Dans leur dernier ouvrage (Quoi de neuf chez les filles ? Entre stéréotypes et libertés, Nathan, 14,95 euros), Christian Baudelot et Roger Establet, compères en sociologie et spécialistes de l'éducation, fournissent des clés de compréhension. Ils reviennent sur les pas d'un livre qui avait fait du bruit en 1973 - Du côté des petites filles, d'Elena Gianini Belotti - en recensant les stéréotypes qui, dès la petite enfance, préparent les petites filles à leur future place dans la société à l'ombre du sexe fort. A trente-cinq ans d'intervalle, rien n'a fondamentalement changé. Malgré le féminisme ou la participation des femmes au travail et aux ressources du foyer.

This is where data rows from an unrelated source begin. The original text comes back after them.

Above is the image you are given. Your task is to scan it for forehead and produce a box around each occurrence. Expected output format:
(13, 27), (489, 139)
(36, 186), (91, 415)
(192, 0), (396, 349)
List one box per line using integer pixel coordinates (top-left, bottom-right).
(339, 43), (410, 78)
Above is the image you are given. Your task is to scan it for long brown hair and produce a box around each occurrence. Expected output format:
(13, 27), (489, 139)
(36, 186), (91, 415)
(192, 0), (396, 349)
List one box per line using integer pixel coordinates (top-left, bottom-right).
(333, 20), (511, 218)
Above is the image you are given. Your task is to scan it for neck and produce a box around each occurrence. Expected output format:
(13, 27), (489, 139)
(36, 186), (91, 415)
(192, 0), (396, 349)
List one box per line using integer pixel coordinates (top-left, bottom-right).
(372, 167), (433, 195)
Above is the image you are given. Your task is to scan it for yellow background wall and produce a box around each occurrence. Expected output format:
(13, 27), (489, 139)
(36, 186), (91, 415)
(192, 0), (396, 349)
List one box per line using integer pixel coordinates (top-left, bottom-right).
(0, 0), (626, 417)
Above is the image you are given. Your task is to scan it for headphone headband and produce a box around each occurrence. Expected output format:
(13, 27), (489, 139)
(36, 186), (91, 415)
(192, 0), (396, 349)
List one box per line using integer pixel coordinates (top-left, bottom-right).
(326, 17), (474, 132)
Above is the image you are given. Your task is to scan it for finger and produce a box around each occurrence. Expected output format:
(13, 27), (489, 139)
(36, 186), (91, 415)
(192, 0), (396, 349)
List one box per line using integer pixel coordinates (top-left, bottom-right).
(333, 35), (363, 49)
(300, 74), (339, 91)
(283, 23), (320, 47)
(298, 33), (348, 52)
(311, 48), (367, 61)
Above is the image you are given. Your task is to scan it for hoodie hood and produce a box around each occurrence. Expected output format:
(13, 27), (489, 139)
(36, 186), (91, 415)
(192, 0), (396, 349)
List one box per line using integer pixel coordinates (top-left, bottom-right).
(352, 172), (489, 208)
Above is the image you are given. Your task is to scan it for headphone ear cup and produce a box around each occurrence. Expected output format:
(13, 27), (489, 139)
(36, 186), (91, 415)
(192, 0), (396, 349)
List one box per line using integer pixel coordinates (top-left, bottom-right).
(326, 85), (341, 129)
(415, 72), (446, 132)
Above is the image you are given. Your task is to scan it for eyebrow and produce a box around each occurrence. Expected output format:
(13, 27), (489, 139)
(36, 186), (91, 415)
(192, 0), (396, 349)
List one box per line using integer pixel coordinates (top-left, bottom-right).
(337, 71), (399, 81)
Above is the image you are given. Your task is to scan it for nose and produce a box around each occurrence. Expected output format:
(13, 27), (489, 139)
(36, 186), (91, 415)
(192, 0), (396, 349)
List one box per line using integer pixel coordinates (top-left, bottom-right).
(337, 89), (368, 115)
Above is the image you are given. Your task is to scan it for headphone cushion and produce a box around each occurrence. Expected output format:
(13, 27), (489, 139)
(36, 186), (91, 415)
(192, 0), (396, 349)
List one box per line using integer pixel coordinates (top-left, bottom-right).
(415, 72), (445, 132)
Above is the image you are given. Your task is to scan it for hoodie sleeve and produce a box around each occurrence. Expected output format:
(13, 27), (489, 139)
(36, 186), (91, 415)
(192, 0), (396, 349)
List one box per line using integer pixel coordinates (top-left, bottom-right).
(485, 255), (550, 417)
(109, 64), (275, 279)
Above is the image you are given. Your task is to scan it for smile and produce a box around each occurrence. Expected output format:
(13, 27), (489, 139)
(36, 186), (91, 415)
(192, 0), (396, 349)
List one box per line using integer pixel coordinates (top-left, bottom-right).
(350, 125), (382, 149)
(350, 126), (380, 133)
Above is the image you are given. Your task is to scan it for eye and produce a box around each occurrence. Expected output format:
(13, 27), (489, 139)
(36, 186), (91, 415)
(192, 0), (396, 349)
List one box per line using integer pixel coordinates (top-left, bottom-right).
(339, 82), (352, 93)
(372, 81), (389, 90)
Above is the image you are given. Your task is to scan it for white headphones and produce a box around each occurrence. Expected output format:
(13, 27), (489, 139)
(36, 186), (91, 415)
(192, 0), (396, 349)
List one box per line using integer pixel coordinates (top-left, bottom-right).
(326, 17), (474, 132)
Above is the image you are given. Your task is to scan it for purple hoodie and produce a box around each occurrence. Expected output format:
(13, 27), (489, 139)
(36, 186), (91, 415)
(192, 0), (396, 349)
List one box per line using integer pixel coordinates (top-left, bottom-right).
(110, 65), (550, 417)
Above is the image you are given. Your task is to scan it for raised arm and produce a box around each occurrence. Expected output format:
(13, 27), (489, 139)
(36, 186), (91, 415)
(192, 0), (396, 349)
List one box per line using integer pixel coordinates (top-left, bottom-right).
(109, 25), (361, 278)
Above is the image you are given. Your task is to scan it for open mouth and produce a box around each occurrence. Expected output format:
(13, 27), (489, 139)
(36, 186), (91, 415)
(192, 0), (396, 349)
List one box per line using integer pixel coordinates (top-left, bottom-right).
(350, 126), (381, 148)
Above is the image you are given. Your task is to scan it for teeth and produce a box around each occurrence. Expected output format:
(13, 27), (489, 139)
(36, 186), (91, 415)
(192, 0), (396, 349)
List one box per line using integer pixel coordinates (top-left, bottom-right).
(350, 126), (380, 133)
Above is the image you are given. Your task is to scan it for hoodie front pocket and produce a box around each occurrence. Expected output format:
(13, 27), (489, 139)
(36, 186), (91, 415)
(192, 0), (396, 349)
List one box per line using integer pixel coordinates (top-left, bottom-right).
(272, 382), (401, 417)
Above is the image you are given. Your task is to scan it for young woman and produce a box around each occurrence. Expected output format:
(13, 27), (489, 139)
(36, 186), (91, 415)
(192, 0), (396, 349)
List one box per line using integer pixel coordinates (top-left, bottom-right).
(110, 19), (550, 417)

L'appartenance à un genre, "l'identité de genre", cette construction socioculturelle qui nous rapproche de notre sexe biologique, reste une construction fondamentale qui organise la personnalité : avant de savoir si l'on est fille ou garçon, on naît garçon ou fille dans le regard et le désir de ses parents. Ces désirs, dans le temps, ne varient guère. Baudelot et Establet rappellent que "cette imposition de normes de comportement ne rencontrerait pas le succès qui est le sien si elle ne répondait pas à une forte demande de la part des enfants eux-mêmes. (...) Filles et garçons prennent un plaisir évident à se conformer aux rôles attendus".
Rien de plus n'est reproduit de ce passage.